It seems strange that in contract disputes between employers and unions, the same principle suddenly does not apply.

In addition, you seem to have some facts about the text of the bill itself wrong:

Media Matters claims that "Arbitration is not mandatory if both parties are negotiating in good faith." But that is not true. Read the bill.

Here is what the bill says:


Section 8 of the National Labor Relations Act (29 U.S.C. 158) is amended by adding at the end the following:

'(h) Whenever collective bargaining is for the purpose of establishing an initial agreement following certification or recognition, the provisions of subsection (d) shall be modified as follows:

'(1) Not later than 10 days after receiving a written request for collective bargaining from an individual or labor organization that has been newly organized or certified as a representative as defined in section 9(a), or within such further period as the parties agree upon, the parties shall meet and commence to bargain collectively and shall make every reasonable effort to conclude and sign a collective bargaining agreement.

'(2) If after the expiration of the 90-day period beginning on the date on which bargaining is commenced, or such additional period as the parties may agree upon, the parties have failed to reach an agreement, either party may notify the Federal Mediation and Conciliation Service of the existence of a dispute and request mediation. Whenever such a request is received, it shall be the duty of the Service promptly to put itself in communication with the parties and to use its best efforts, by mediation and conciliation, to bring them to agreement.

'(3) If after the expiration of the 30-day period beginning on the date on which the request for mediation is made under paragraph (2), or such additional period as the parties may agree upon, the Service is not able to bring the parties to agreement by conciliation, the Service shall refer the dispute to an arbitration board established in accordance with such regulations as may be prescribed by the Service. The arbitration panel shall render a decision settling the dispute and such decision shall be binding upon the parties for a period of 2 years, unless amended during such period by written consent of the parties.'. [emphasis added]

The bill clearly states: "If after the expiration of the 90-day period beginning on the date on which bargaining is commenced, or such additional period as the parties may agree upon."

What that means is: "all time limits under the Employee Free Choice Act can be extended by mutual consent of the parties-giving the parties flexibility to use the time frames that fit their specific needs. Voluntary negotiations can proceed as slowly or quickly as necessary as long as both parties feel that the other is negotiating in good faith," which, coincidentally, is what we wrote.
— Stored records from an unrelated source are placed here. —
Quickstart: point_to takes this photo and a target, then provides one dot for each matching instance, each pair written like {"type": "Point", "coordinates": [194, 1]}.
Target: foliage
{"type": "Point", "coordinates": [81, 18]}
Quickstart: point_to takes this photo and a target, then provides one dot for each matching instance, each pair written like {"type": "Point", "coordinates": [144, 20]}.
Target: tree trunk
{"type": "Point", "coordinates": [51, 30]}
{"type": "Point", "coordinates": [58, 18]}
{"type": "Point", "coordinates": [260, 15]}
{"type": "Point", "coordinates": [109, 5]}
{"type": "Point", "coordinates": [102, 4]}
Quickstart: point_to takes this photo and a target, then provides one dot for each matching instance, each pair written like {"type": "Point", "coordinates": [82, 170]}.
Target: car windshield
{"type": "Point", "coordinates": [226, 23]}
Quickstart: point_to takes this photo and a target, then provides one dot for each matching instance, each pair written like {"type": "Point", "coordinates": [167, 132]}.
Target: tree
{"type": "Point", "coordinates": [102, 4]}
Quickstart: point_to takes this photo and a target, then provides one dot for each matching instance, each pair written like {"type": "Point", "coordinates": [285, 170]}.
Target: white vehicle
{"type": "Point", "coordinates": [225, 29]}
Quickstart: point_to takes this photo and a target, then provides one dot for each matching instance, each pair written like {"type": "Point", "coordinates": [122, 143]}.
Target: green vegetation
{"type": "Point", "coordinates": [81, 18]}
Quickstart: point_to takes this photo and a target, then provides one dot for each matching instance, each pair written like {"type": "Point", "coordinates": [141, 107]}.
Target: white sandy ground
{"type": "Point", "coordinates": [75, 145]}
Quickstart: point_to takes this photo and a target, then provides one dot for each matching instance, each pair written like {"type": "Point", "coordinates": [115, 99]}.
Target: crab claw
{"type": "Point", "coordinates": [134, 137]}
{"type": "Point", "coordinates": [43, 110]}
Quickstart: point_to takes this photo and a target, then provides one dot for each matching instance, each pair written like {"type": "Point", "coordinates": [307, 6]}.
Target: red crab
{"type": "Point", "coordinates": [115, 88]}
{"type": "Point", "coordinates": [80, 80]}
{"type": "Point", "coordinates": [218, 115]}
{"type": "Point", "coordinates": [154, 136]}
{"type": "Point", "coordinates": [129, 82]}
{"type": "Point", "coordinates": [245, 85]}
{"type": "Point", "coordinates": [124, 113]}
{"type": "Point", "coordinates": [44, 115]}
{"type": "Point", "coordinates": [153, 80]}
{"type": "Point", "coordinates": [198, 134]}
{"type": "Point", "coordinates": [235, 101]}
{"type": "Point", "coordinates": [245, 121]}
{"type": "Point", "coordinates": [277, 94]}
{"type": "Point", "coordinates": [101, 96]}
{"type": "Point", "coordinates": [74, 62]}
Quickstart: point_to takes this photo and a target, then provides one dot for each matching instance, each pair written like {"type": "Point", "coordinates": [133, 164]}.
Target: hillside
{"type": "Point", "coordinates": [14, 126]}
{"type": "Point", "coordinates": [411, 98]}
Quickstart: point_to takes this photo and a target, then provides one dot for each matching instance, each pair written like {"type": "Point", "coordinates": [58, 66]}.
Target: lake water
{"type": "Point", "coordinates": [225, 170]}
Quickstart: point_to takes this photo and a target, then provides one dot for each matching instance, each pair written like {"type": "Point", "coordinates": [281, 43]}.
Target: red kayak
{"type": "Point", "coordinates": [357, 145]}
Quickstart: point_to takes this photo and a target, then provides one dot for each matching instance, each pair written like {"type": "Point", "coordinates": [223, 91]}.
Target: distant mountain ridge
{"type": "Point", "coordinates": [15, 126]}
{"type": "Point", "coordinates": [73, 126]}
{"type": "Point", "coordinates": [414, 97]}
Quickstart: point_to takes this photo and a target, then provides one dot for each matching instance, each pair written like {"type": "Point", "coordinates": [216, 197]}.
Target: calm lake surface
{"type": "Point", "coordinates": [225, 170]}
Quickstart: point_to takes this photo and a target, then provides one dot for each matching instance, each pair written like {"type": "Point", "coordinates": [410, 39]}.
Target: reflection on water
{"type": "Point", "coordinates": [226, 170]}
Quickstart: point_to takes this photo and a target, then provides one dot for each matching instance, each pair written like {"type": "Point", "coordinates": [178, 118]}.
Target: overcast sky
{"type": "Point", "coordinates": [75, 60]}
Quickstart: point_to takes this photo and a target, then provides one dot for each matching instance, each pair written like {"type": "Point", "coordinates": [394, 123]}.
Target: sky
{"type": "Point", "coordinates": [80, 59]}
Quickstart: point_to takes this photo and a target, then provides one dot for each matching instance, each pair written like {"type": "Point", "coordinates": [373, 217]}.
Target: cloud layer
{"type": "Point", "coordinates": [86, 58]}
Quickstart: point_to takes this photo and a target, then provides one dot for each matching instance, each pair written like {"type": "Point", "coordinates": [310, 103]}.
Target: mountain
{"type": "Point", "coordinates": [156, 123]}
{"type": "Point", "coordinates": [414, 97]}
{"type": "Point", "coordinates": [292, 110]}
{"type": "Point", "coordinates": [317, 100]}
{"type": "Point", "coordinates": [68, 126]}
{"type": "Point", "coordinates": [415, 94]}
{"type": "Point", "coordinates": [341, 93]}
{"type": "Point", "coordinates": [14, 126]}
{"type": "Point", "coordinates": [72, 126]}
Why is the arbitration process important? As we previously pointed out, an MIT study showed that "only 56 percent of units in which a majority of employees voted for a union and were certified for bargaining by the NLRB were successful in reaching a first contract. Only 38 percent of such units reached a contract within one year."

A few additional points:

1.                 In 2000, Human Rights Watch reported "that the failure of workers to win union contracts 'is especially acute in newly organized workplaces where the employer has fiercely resisted employee self-organization and resents their success.'" 

2.                  The Federal Mediation and Conciliation Service stated: "initial contract negotiations are often more difficult than established successor contract negotiations, since they frequently follow contentious representation election campaigns."

3.                  NLRB General Counsel Ronald Meisburg wrote: "Moreover, of all charges alleging employer refusals to bargain, almost half occur in initial contract bargaining situations (49.65%)."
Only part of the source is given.